Description of problem: File does not detect correctly several file types. Version-Release number of selected component (if applicable): file-4.26-3.fc10.i386 How reproducible: Always Steps to Reproduce: I have found two problems, with latex and with files encoded as "macintosh" (with iconv or from a mac) take any latex file LATEX.tex or a text file encoded as macintosh MAC.txt Actual results: $file LATEX.tex LATEX.tex: graphviz graph text $ file -i MAC.txt MAC.txt: text/plain charset=unknown Expected results: $file LATEX.tex LATEX.tex: LaTeX file $ file -i MAC.txt MAC.txt: text/plain charset=macintosh Additional info: gnome-libs-1.4.2-10.fc10.i386 mailcap-2.1.28-1.fc9.noarch file-libs-4.26-3.fc10.i386
hello Luis, can you attach those files as test cases? thanks...
I have been exploring a little, the problem with the latex files appears when the file uses some commands.
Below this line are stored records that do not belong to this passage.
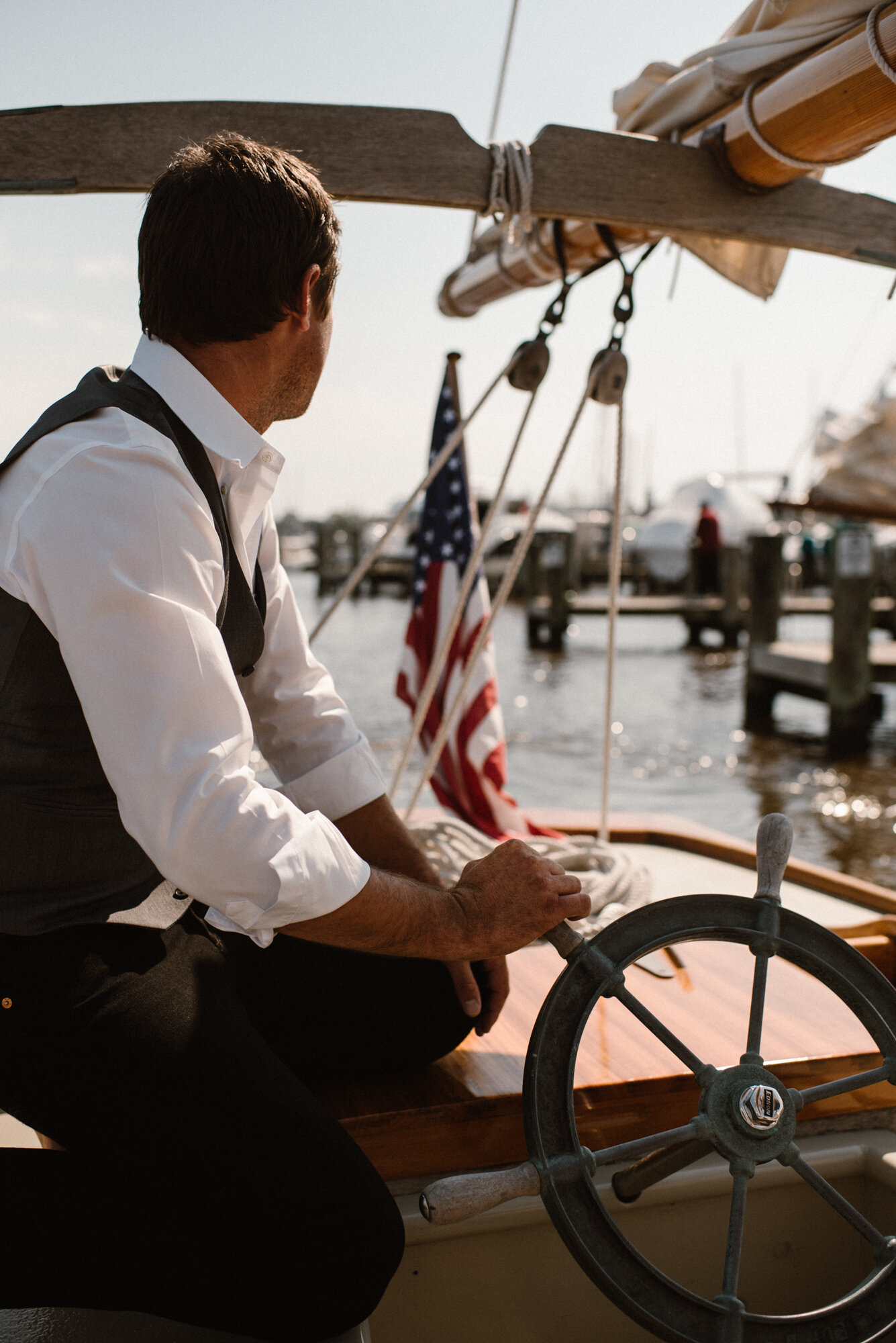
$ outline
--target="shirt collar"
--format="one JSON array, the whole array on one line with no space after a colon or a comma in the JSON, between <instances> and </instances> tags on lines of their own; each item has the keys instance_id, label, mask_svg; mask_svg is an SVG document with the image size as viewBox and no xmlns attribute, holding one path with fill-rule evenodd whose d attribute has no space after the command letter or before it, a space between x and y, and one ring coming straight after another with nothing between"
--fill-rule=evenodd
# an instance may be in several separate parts
<instances>
[{"instance_id":1,"label":"shirt collar","mask_svg":"<svg viewBox=\"0 0 896 1343\"><path fill-rule=\"evenodd\" d=\"M141 336L130 367L217 457L248 466L262 449L268 447L240 412L172 345Z\"/></svg>"}]
</instances>

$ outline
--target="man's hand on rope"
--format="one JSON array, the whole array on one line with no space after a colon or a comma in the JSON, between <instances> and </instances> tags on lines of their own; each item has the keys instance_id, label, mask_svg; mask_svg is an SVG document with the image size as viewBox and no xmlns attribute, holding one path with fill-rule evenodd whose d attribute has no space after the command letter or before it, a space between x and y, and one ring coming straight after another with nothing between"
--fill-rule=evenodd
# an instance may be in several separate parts
<instances>
[{"instance_id":1,"label":"man's hand on rope","mask_svg":"<svg viewBox=\"0 0 896 1343\"><path fill-rule=\"evenodd\" d=\"M457 1002L468 1017L479 1018L476 1034L487 1035L500 1017L510 994L507 958L492 956L490 960L478 960L475 966L468 960L447 960L444 964L455 986Z\"/></svg>"},{"instance_id":2,"label":"man's hand on rope","mask_svg":"<svg viewBox=\"0 0 896 1343\"><path fill-rule=\"evenodd\" d=\"M472 960L516 951L563 919L583 919L592 911L578 877L522 839L508 839L468 862L451 894L475 948Z\"/></svg>"},{"instance_id":3,"label":"man's hand on rope","mask_svg":"<svg viewBox=\"0 0 896 1343\"><path fill-rule=\"evenodd\" d=\"M468 862L449 890L374 868L353 900L280 932L380 955L492 962L590 908L578 877L522 839L508 839ZM498 974L490 971L488 979L500 992ZM488 1015L494 1010L490 997Z\"/></svg>"}]
</instances>

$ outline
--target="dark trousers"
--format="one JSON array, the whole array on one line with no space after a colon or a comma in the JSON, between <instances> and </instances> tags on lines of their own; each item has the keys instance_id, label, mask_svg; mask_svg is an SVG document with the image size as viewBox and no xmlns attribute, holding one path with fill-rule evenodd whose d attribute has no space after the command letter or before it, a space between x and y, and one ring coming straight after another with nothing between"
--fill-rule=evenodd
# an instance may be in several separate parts
<instances>
[{"instance_id":1,"label":"dark trousers","mask_svg":"<svg viewBox=\"0 0 896 1343\"><path fill-rule=\"evenodd\" d=\"M373 1311L401 1219L306 1082L453 1049L471 1021L443 966L260 950L190 909L165 931L0 936L0 1105L66 1148L1 1154L0 1307L276 1343Z\"/></svg>"}]
</instances>

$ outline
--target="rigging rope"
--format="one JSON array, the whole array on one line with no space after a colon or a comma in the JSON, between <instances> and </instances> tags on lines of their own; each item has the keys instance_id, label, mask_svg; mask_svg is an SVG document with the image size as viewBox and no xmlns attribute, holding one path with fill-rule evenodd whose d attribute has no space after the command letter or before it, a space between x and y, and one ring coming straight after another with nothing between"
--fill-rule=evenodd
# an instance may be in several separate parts
<instances>
[{"instance_id":1,"label":"rigging rope","mask_svg":"<svg viewBox=\"0 0 896 1343\"><path fill-rule=\"evenodd\" d=\"M896 83L896 68L889 63L884 51L880 46L880 34L877 32L877 20L880 19L884 9L888 9L891 0L884 0L883 4L876 4L875 8L868 15L865 23L865 36L868 38L868 48L875 58L875 64L883 75L887 75L893 83Z\"/></svg>"},{"instance_id":2,"label":"rigging rope","mask_svg":"<svg viewBox=\"0 0 896 1343\"><path fill-rule=\"evenodd\" d=\"M600 369L596 365L592 365L592 371L589 372L585 391L582 392L582 398L581 398L581 400L579 400L579 403L578 403L578 406L575 408L575 414L573 415L573 422L571 422L569 430L566 431L566 436L565 436L565 439L563 439L563 442L562 442L562 445L559 447L559 451L557 453L557 457L554 458L554 463L553 463L550 471L547 473L547 479L545 481L545 486L542 489L542 493L539 494L538 502L535 504L535 506L531 510L531 514L530 514L530 518L528 518L528 525L526 526L526 530L520 535L520 537L519 537L519 540L516 543L512 559L510 561L510 567L508 567L507 572L504 573L504 577L502 579L502 583L500 583L500 587L498 588L498 592L495 594L495 600L492 603L492 608L491 608L491 612L488 615L488 619L482 626L482 629L479 631L479 635L476 637L476 642L473 643L473 647L472 647L472 650L471 650L471 653L469 653L469 655L467 658L467 663L465 663L465 667L464 667L464 676L463 676L463 680L460 682L460 688L457 690L457 694L455 696L452 704L445 708L445 712L443 714L441 723L439 724L439 731L436 732L436 736L433 737L432 745L429 747L429 753L427 755L427 759L425 759L425 763L424 763L424 767L423 767L423 774L420 775L420 779L417 782L417 787L414 790L414 795L410 799L410 803L408 804L408 807L405 810L405 815L404 815L405 821L408 819L408 817L410 815L410 813L416 807L417 800L420 798L420 794L423 792L423 790L425 788L425 786L429 783L432 772L436 768L436 766L439 764L439 760L441 759L441 752L444 751L445 743L448 740L448 735L449 735L449 732L451 732L451 729L452 729L452 727L455 724L455 719L457 717L457 712L460 709L460 705L464 702L467 690L469 688L469 682L472 681L472 678L473 678L473 676L476 673L476 663L479 661L479 657L480 657L483 649L486 647L486 643L487 643L488 637L490 637L490 634L492 631L492 626L494 626L495 620L498 619L499 614L502 612L502 610L504 608L504 606L507 603L507 599L510 598L510 594L511 594L511 591L514 588L514 583L516 582L516 575L519 573L519 571L522 568L523 560L526 559L528 548L530 548L530 545L533 543L533 537L535 536L535 528L538 525L538 518L541 516L542 509L545 508L545 504L547 501L547 496L549 496L549 493L550 493L550 490L551 490L551 488L554 485L554 479L557 478L557 473L561 469L563 458L566 457L566 449L569 447L569 445L570 445L570 442L573 439L573 434L575 432L575 428L578 427L578 422L582 418L582 411L585 410L585 403L589 399L589 396L592 395L592 391L594 389L594 387L597 385L598 372L600 372Z\"/></svg>"},{"instance_id":3,"label":"rigging rope","mask_svg":"<svg viewBox=\"0 0 896 1343\"><path fill-rule=\"evenodd\" d=\"M491 181L483 215L500 216L500 227L514 247L533 231L533 156L522 140L490 140Z\"/></svg>"},{"instance_id":4,"label":"rigging rope","mask_svg":"<svg viewBox=\"0 0 896 1343\"><path fill-rule=\"evenodd\" d=\"M414 489L413 494L410 494L410 497L401 506L401 509L398 510L398 513L396 513L396 516L392 518L392 521L389 522L388 528L385 529L385 532L382 533L382 536L380 537L380 540L376 543L376 545L373 545L368 551L368 553L365 556L362 556L362 559L355 564L354 569L351 571L351 573L349 575L349 577L345 580L345 583L342 584L342 587L337 592L335 598L333 599L333 603L327 607L327 610L323 612L323 615L321 616L321 619L318 620L318 623L311 630L311 634L309 637L310 641L313 641L313 639L315 639L318 637L318 634L321 633L321 630L323 629L323 626L327 623L327 620L330 619L330 616L334 615L335 611L338 611L338 608L342 606L342 603L346 600L346 598L351 596L351 594L357 588L358 583L361 583L361 580L368 573L370 565L382 553L382 549L384 549L386 541L389 540L389 537L406 520L408 514L410 513L410 509L414 505L414 500L417 498L417 496L423 490L429 489L429 486L435 481L436 475L439 475L439 471L443 469L443 466L445 465L445 462L448 461L448 458L451 457L451 454L455 451L455 449L460 443L461 438L464 436L464 430L475 419L475 416L479 414L479 411L482 410L482 407L486 404L486 402L488 400L488 398L491 396L491 393L495 391L495 388L500 383L502 377L506 373L508 373L510 369L514 367L515 360L516 360L516 352L514 352L512 359L508 360L507 364L504 364L504 367L502 368L500 373L498 373L498 376L494 379L494 381L491 381L488 384L488 387L486 388L486 391L482 393L482 396L479 398L479 400L476 402L476 404L471 410L469 415L467 415L465 419L460 420L460 423L457 424L457 427L455 428L455 431L451 434L451 436L448 438L445 446L441 449L441 451L439 453L439 455L436 458L433 458L433 461L429 463L429 470L423 477L423 479L420 481L420 483Z\"/></svg>"},{"instance_id":5,"label":"rigging rope","mask_svg":"<svg viewBox=\"0 0 896 1343\"><path fill-rule=\"evenodd\" d=\"M871 40L869 35L869 44ZM873 47L872 55L875 55ZM876 59L877 56L875 56L875 60ZM775 149L775 146L770 144L759 130L752 111L752 95L761 83L761 79L754 79L754 82L744 89L743 98L740 99L740 111L743 113L743 120L747 124L747 130L759 145L759 149L765 150L770 158L775 158L779 164L783 164L785 168L798 168L801 172L811 172L816 168L838 168L841 164L848 164L852 163L853 158L861 157L860 154L846 154L845 158L795 158L793 154L786 154L783 149ZM865 153L868 153L868 150L865 150Z\"/></svg>"},{"instance_id":6,"label":"rigging rope","mask_svg":"<svg viewBox=\"0 0 896 1343\"><path fill-rule=\"evenodd\" d=\"M503 502L504 488L507 485L507 477L510 475L510 469L514 465L514 458L516 457L516 450L518 450L518 447L520 445L520 441L523 438L523 432L526 430L526 424L528 422L528 415L530 415L530 411L533 408L533 403L535 400L537 392L538 392L538 387L533 391L533 393L528 398L528 402L526 404L526 410L523 411L523 418L522 418L519 428L516 431L516 438L514 439L512 447L510 450L510 455L507 457L507 461L504 463L504 470L502 473L500 481L498 482L498 490L495 492L495 498L491 501L491 505L488 508L486 518L484 518L484 521L482 524L482 528L480 528L480 532L479 532L479 539L476 541L473 552L469 556L469 559L467 560L467 568L464 569L464 576L463 576L463 580L460 583L460 588L457 591L457 596L455 599L455 606L453 606L453 610L451 612L451 619L448 620L448 624L445 626L445 631L444 631L444 634L441 637L441 642L439 643L439 647L436 649L436 651L433 654L433 659L432 659L432 662L429 665L429 670L427 673L427 680L423 684L420 694L417 696L417 708L414 709L413 721L410 724L410 733L409 733L408 740L405 743L404 755L401 756L401 760L398 763L398 768L396 770L396 776L392 780L392 787L389 788L389 798L390 799L394 798L394 795L396 795L396 790L398 788L398 784L401 783L404 772L408 768L410 757L413 756L414 747L417 745L417 741L420 739L420 733L423 731L423 725L427 721L427 714L429 713L429 705L432 704L433 696L435 696L436 689L439 686L439 681L441 680L441 673L444 672L445 663L448 661L448 654L451 653L451 646L453 643L455 634L457 633L457 627L459 627L459 624L460 624L460 622L461 622L461 619L464 616L464 611L467 608L467 598L469 596L469 594L472 591L472 587L473 587L473 583L476 582L476 577L479 575L479 565L482 563L483 555L486 553L486 545L488 544L488 539L490 539L488 533L491 530L491 525L492 525L495 517L498 516L498 509L499 509L500 504Z\"/></svg>"},{"instance_id":7,"label":"rigging rope","mask_svg":"<svg viewBox=\"0 0 896 1343\"><path fill-rule=\"evenodd\" d=\"M519 0L514 0L510 9L510 23L507 24L507 36L504 38L504 54L500 62L500 71L498 74L498 87L495 89L495 101L491 109L491 121L488 122L488 134L486 136L486 144L491 144L495 138L495 132L498 130L498 117L500 115L500 105L504 97L504 79L507 78L507 66L510 63L510 44L514 40L514 28L516 26L516 11L519 9ZM469 226L469 246L467 247L467 255L473 248L476 242L476 226L479 224L479 212L473 211L473 222Z\"/></svg>"},{"instance_id":8,"label":"rigging rope","mask_svg":"<svg viewBox=\"0 0 896 1343\"><path fill-rule=\"evenodd\" d=\"M598 839L610 838L610 747L613 727L613 673L616 670L616 624L620 614L620 579L622 575L622 402L616 420L616 481L613 485L613 528L610 532L610 572L606 599L606 684L604 690L604 771L601 776L601 823Z\"/></svg>"}]
</instances>

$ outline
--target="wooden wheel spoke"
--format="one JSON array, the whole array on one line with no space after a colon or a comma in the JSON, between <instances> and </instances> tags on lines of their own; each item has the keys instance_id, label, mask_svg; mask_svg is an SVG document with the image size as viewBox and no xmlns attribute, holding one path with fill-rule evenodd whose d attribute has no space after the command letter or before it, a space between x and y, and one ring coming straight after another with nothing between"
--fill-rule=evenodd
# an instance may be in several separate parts
<instances>
[{"instance_id":1,"label":"wooden wheel spoke","mask_svg":"<svg viewBox=\"0 0 896 1343\"><path fill-rule=\"evenodd\" d=\"M833 1185L828 1183L824 1175L820 1175L818 1171L809 1164L809 1162L803 1160L795 1144L791 1144L787 1151L778 1158L778 1160L782 1166L790 1166L791 1170L801 1176L801 1179L805 1179L806 1185L814 1189L817 1194L821 1194L825 1202L830 1203L834 1211L840 1213L844 1221L849 1222L849 1225L853 1226L860 1236L864 1236L869 1245L873 1245L876 1250L888 1249L888 1238L883 1236L876 1226L872 1226L871 1222L862 1217L858 1209L853 1207L849 1199L844 1198L842 1194L838 1194Z\"/></svg>"},{"instance_id":2,"label":"wooden wheel spoke","mask_svg":"<svg viewBox=\"0 0 896 1343\"><path fill-rule=\"evenodd\" d=\"M740 1277L740 1252L743 1249L743 1225L747 1215L747 1189L752 1179L752 1164L744 1163L732 1171L731 1211L728 1213L728 1241L724 1248L724 1269L722 1272L722 1296L736 1297Z\"/></svg>"},{"instance_id":3,"label":"wooden wheel spoke","mask_svg":"<svg viewBox=\"0 0 896 1343\"><path fill-rule=\"evenodd\" d=\"M612 1180L613 1193L620 1203L633 1203L645 1189L659 1185L676 1171L683 1171L702 1156L708 1156L711 1151L714 1151L712 1143L699 1138L692 1138L687 1143L673 1143L672 1147L660 1147L634 1162L628 1170L617 1171Z\"/></svg>"},{"instance_id":4,"label":"wooden wheel spoke","mask_svg":"<svg viewBox=\"0 0 896 1343\"><path fill-rule=\"evenodd\" d=\"M613 1162L636 1160L638 1156L648 1156L661 1147L672 1147L673 1143L689 1143L692 1139L707 1136L706 1120L700 1116L692 1119L689 1124L680 1128L667 1128L663 1133L651 1133L648 1138L633 1138L629 1143L617 1143L616 1147L602 1147L592 1152L596 1166L612 1166Z\"/></svg>"},{"instance_id":5,"label":"wooden wheel spoke","mask_svg":"<svg viewBox=\"0 0 896 1343\"><path fill-rule=\"evenodd\" d=\"M769 979L769 954L757 952L752 970L752 994L750 998L750 1025L747 1026L747 1049L742 1062L762 1062L762 1018L766 1010L766 983Z\"/></svg>"},{"instance_id":6,"label":"wooden wheel spoke","mask_svg":"<svg viewBox=\"0 0 896 1343\"><path fill-rule=\"evenodd\" d=\"M668 1026L664 1026L660 1018L655 1017L649 1007L645 1007L644 1003L628 988L618 988L616 998L699 1078L700 1073L706 1070L703 1060L697 1058L693 1050L688 1049L688 1046L680 1041Z\"/></svg>"},{"instance_id":7,"label":"wooden wheel spoke","mask_svg":"<svg viewBox=\"0 0 896 1343\"><path fill-rule=\"evenodd\" d=\"M832 1096L844 1096L846 1092L858 1091L860 1086L873 1086L876 1082L891 1081L893 1066L884 1061L881 1068L871 1068L866 1073L853 1073L852 1077L838 1077L833 1082L821 1082L818 1086L807 1086L805 1092L797 1092L802 1105L811 1105L816 1100L829 1100Z\"/></svg>"}]
</instances>

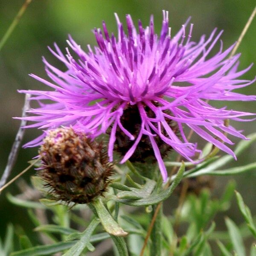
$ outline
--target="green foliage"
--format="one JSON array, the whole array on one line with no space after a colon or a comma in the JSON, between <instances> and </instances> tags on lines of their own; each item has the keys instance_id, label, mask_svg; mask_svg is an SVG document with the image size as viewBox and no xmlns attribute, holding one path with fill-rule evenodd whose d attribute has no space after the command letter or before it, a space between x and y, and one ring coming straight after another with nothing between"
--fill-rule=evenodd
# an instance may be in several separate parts
<instances>
[{"instance_id":1,"label":"green foliage","mask_svg":"<svg viewBox=\"0 0 256 256\"><path fill-rule=\"evenodd\" d=\"M255 134L249 137L251 141L239 143L236 149L237 154L241 154L252 140L256 140ZM98 198L87 206L71 205L69 209L61 202L48 197L48 190L44 183L38 177L32 177L32 184L45 198L34 201L10 194L7 194L7 198L16 206L28 209L29 216L35 227L35 233L45 236L50 242L47 244L35 244L26 234L20 234L19 250L12 252L11 255L48 255L60 252L67 256L84 255L88 251L96 250L98 243L110 238L113 243L115 255L139 255L157 205L172 198L175 189L181 186L179 184L183 179L206 174L230 175L255 168L255 164L252 163L218 170L221 166L230 160L230 157L213 156L211 150L212 147L207 145L203 154L212 156L197 165L167 162L168 166L179 167L167 184L163 184L157 177L153 180L142 176L128 162L126 166L119 168L119 174L114 176L115 180L105 198ZM154 168L151 167L152 170ZM188 181L189 182L189 180ZM250 231L255 236L255 224L250 210L238 192L236 193L236 200L246 224L238 227L227 217L227 230L220 231L215 231L213 222L216 214L230 207L235 186L235 183L230 180L219 198L213 197L211 191L206 188L199 195L190 193L184 198L182 203L180 202L178 207L173 209L171 215L165 215L160 211L144 255L212 256L219 253L224 256L231 256L233 253L238 256L246 255L244 240L249 237ZM176 191L177 193L178 190ZM129 214L123 207L125 204L140 207L140 210ZM37 211L51 213L48 215L51 217L48 223L42 223ZM81 218L79 214L81 211L90 212L90 217L85 219ZM81 231L81 227L85 227L84 231ZM102 232L102 229L105 232ZM13 230L9 226L4 242L0 243L1 255L13 252ZM126 237L122 237L123 236ZM255 255L255 247L252 246L250 256Z\"/></svg>"}]
</instances>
For example, whenever you use the \bibliography{file.bib} command to add a .bib file to your document. But there are other cases too.
Created attachment 325817 [details] a latex file that is detected as a graphviz file
Created attachment 325818 [details] A latex file detected as graphviz, minimal example
Created attachment 325819 [details] A document that file does not detect its charset
about that macintosh problem: is this a regression? did it work before? as I can see, the attached text document has normal 0xA (\n) line ending and I wonder if there is a way you can guess it was created on Mac - a few non-ascii characters can tell you nothing IMHO...
the graphviz problem is caused by a regexp specified too widely: 0 regex/100 [\r\n\t\ ]*graph[\r\n\t\ ]*.*\\{ graphviz graph t ext !:mime text/vnd.graphviz 0 regex/100 [\r\n\t\ ]*digraph[\r\n\t\ ]*.*\\{ graphviz digraph text !:mime text/vnd.graphviz so any word which contains "graph" and has a "{" after itself will make the file seem like "graphviz graph text" ... I will correct the regexp
the latex/graphviz issue fixed in rawhide file-4.26-7.fc11 the macintosh thing is still questionable (NEEDINFO)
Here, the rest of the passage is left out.